I monitored a couple games (mostly shooters) with different playercounts to see where their packets end up on the size scale. A decent amount seems to be caught by 512/128. Think of team deathmatch style games up to 12 players or so. (I actually expanded it to 576 as without it there seemed to be a couple uncaught packets).
However as player counts rise (24+) or theres some AI on the map this very quickly bleeds over the previous rule on the download side. You can see this with the net_graph command in Source engine (Valve) games or just by looking at the Gargoyle classes. With 30 players this easily climbs into the 800-1000 bytes range (depends on the server setting of course).

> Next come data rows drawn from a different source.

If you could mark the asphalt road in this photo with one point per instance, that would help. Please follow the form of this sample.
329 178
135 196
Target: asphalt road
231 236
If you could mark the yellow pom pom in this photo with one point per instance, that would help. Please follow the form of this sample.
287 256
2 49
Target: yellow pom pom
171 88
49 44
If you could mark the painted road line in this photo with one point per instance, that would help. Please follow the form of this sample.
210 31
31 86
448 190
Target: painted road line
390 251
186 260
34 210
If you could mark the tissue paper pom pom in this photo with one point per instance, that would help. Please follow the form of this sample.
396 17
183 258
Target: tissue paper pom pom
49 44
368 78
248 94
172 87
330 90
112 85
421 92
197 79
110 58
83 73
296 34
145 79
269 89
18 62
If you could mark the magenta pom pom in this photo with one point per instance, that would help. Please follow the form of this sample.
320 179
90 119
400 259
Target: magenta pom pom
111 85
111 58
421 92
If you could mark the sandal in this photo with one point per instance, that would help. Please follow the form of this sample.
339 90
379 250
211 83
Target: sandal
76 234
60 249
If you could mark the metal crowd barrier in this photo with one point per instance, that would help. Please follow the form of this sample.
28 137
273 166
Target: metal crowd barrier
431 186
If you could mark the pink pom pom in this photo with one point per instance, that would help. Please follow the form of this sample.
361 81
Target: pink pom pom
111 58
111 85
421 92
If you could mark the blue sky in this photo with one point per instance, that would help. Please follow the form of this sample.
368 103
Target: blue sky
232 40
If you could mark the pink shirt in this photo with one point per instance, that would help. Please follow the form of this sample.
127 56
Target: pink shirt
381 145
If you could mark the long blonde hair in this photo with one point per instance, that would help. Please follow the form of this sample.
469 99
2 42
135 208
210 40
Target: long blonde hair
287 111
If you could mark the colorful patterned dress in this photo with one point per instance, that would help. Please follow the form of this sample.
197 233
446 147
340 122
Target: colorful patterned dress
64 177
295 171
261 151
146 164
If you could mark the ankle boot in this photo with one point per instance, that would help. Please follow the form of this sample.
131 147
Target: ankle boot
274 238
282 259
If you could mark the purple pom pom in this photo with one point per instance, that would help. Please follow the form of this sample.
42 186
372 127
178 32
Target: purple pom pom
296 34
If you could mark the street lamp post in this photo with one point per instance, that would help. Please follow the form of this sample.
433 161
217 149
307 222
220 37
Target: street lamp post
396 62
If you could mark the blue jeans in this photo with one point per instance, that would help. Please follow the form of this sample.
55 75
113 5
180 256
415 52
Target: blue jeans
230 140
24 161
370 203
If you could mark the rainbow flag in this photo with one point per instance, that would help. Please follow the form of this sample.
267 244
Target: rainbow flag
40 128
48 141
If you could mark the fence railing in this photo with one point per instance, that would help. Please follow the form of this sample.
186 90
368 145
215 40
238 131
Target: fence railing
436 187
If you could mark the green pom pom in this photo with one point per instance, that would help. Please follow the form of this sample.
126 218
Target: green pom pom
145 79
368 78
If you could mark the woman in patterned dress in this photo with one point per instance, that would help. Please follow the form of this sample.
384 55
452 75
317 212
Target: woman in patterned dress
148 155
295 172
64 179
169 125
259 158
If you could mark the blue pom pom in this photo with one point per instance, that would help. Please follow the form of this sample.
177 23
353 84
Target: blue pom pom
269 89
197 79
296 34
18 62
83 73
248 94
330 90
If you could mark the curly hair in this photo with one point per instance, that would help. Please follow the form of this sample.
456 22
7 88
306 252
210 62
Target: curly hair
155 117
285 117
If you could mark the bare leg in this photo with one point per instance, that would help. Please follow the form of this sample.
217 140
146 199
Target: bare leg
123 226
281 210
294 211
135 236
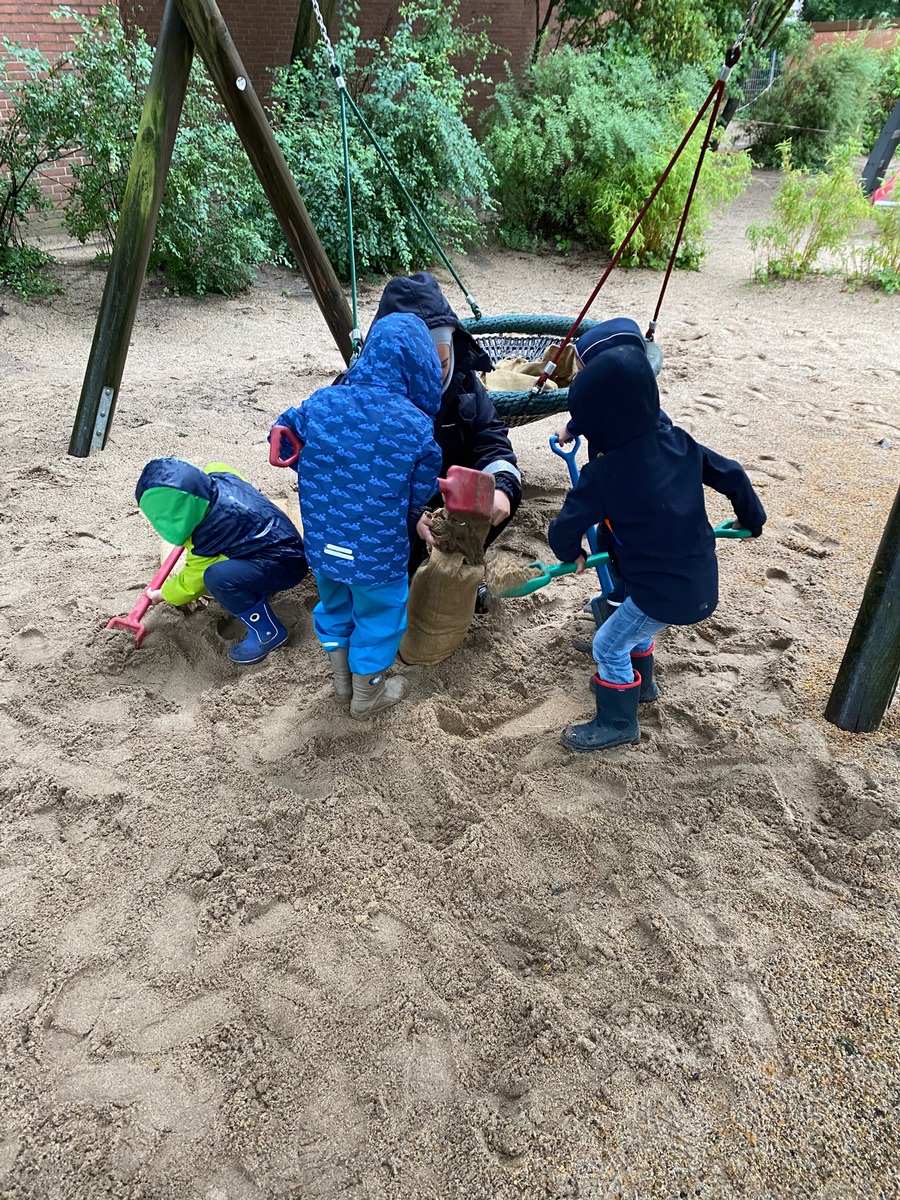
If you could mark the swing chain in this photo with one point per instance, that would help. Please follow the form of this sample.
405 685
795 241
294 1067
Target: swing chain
327 40
346 97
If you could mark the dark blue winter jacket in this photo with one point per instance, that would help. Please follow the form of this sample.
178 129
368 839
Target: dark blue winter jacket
606 335
646 492
468 429
370 462
217 510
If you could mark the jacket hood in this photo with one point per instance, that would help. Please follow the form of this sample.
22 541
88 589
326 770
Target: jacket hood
615 399
174 497
400 358
421 295
606 335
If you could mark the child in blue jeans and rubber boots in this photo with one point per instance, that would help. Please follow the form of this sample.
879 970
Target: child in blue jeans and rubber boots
367 468
241 547
643 489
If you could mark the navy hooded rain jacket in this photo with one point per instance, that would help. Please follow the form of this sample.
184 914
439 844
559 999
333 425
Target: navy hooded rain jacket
646 492
370 462
468 427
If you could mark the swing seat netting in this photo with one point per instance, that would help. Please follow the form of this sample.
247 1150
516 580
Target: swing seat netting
526 336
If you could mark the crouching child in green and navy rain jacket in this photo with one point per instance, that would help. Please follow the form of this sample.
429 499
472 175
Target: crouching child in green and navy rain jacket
241 549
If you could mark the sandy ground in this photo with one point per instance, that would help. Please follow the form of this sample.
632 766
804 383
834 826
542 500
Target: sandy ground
253 949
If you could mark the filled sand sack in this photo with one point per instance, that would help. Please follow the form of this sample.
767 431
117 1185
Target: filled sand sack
519 375
442 595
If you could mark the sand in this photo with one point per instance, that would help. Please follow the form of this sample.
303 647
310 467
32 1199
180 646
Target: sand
253 949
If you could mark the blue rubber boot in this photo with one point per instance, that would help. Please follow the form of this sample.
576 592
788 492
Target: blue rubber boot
642 667
616 723
265 633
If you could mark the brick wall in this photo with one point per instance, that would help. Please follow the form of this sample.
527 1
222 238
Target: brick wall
30 22
263 30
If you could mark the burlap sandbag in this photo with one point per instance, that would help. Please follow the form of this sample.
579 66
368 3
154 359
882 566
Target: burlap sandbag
442 595
501 378
509 379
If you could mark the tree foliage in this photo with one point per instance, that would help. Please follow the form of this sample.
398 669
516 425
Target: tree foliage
579 144
820 101
415 100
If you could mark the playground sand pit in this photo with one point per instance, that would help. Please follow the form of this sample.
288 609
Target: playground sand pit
253 949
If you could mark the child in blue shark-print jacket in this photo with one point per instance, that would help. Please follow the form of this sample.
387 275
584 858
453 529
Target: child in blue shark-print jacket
366 472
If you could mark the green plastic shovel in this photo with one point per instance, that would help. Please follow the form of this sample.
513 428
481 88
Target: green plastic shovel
550 571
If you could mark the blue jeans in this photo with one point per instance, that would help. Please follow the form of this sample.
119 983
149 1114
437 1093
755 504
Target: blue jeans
628 631
370 621
241 583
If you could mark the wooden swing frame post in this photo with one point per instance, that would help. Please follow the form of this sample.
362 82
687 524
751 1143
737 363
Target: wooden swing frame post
870 670
133 234
190 24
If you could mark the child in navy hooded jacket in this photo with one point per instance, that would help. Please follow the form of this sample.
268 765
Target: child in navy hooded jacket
643 487
366 472
467 426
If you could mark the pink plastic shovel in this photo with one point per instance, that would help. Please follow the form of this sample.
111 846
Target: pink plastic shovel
467 492
132 621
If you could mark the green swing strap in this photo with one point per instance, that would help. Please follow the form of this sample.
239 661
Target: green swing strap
346 99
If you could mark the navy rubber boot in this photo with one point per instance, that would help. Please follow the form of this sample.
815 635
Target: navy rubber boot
265 633
642 667
616 723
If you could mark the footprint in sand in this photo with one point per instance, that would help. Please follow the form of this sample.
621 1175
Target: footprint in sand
777 468
30 645
781 585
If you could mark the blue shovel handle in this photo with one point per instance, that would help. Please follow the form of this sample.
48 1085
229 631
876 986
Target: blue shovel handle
570 456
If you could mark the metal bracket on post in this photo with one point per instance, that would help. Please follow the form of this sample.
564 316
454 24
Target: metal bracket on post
102 423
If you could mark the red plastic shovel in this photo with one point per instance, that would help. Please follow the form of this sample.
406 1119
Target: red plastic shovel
132 621
467 492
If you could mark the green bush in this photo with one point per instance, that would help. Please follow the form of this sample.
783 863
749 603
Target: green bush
881 263
815 221
205 237
671 33
37 130
579 144
417 102
820 101
887 94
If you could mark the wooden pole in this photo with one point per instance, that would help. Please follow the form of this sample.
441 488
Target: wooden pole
868 676
214 42
135 234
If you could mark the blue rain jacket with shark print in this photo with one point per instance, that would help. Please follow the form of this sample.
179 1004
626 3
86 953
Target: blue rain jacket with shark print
370 462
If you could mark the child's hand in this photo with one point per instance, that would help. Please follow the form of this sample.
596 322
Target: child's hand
501 507
423 527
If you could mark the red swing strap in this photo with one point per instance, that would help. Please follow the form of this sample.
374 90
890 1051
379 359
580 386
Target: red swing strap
712 102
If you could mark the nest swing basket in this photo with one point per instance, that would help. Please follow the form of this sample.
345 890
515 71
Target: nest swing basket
527 336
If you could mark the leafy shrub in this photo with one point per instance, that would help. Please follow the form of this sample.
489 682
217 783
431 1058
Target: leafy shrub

A second rule of up to ~1280 seems to catch all of these even at the highest playercounts. This would make sense considering Source engine games have a setting (net_maxroutable) that, by default splits packets larger than ~1100-1260 (exact number depends on the game and player settings) into multiple parts.
Most downloads or online video streams I tried seem to rely on very large packets. That means well above 1280 and up to 1500 (which is the maximum possible size). Thus they get automatically sent to bulk without any additional rules needed.
Some people mentioned using 128 bytes on the download side as well, from my testing I see little point in that. Even with just a couple people around ingame the bytes received climb over that. If someone really wanted to be be that granular I feel like 256 would work better for gaming. But generally speaking you just catch all those with the 576 bytes rule with barely any difference in bandwidth funneled into that class.
Perhaps the 128 bytes is about prioritizing ACK packets on the download side? Those would be more like 40/52 in sizes though. Maybe SYNs at 60 bytes or so. Perhaps I'll do more testing on these specifically.
Upload does not seem to scale with playercounts (which would make sense, you are only talking to the server about yourself) so the 128 byte rule catches most of these games. However even in my limited testing I found some games which, regardless of playercount will operate in the up to 256 bytes range and would not be caught by the 128 bytes rule.
I'm not sure how i feel about the 52 bytes rule yet. My understanding is that 40 bytes is the length of a TCP ACK packet or 52 if it also contains a timestamp. A lot of games seem to operate above it (so 53-128 range). Its possible something could be done with this fact, but im not sure yet. Having the 128/256 bytes classes would probably be sufficient for most so I'll probably end up removing it when I'm done testing.
Note that the class percentages are just placeholders. The optimal setup would probably be reserving a low amount to the bulk class (10-20%) and roughly equally sharing the rest between the 2 or 3 prioritized classes with the assumption that they will never actually fill up their limits. The ones with larger packet allowance perhaps should get a bit less reserved.